DINNERWARE DETAILS Before selecting your tableware, consider the following points. The answers will give you insight to your dining and entertaining style, as well as aesthetic preferences, and will help you select the tableware with which you will be most happy.
- How do you like to entertain? Buffet? Sit-down casual meals? Formal? Cocktails and hors d’oeuvres?
- Do you want tableware for everyday use, as well as for entertaining? Many couples select one pattern for everyday use and another for entertaining. Or, you may opt for classic white, suitable for every occasion, which provides a nice base for layering seasonal tableware.
- Which colors and shapes appeal to you?
- What kind of care is required? Most of today’s dinnerware, flatware and glassware are dishwasher safe, but for some styles, such as hand-painted earthenware, hand washing is recommended.
- Imagine you are hosting your family for Thanksgiving. Add two place settings to be safe. That’s how many you’ll need.
- Consider signing up for timeless white bone china. Different accents will change the look every time you use them.
- The same holds true for white ware serving pieces. Timeless, versatile and gorgeous.
- Oven to table casseroles will save you time.

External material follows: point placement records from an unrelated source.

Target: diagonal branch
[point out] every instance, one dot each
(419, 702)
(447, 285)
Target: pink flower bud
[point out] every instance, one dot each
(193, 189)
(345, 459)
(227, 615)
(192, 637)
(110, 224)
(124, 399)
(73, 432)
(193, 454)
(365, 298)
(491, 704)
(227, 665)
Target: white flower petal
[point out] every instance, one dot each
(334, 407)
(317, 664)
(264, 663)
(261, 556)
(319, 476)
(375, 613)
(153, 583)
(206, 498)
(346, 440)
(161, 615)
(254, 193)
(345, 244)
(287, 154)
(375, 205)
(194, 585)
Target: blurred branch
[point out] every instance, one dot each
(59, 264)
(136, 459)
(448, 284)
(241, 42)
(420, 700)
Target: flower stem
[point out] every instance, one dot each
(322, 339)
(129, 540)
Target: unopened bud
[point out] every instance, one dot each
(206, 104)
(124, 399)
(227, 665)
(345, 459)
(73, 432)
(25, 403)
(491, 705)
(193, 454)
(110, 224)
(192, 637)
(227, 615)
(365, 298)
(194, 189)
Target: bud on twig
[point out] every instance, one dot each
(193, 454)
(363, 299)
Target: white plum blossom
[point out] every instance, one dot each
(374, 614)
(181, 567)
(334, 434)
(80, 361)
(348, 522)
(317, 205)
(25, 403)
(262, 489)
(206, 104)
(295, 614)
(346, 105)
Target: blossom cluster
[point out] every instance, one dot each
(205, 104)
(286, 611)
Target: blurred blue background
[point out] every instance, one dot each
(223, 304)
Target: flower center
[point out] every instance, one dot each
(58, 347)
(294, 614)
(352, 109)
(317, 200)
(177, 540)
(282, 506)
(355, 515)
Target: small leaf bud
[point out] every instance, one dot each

- As you purchase your place settings, put them together in the store to make sure you like the way they come together. Take a look at the great designer tables in stores such as Pier One and Crate & Barrel. They are happy to share ideas!
- Appreciate that there are several types of dinnerware and know the differences. Most registries suggest you sign up for two sets. A set of china for more formal occasions and something more casual, such as stoneware or earthenware, for everyday.
- Bone china is the top of the line. Very elegant, thin dinnerware with an incredible strength and almost luminescent glow. It is of such a fine and translucent quality that light can actually pass right through it. Not to worry, day in and day out, bone china is the most durable, chip resistant material there is.
- Porcelain is sophisticated china for a little less expense. Made from three essential ingredients, fine white clay known as kaolin, quartz and feldspar, porcelain is very chip resistant and very durable.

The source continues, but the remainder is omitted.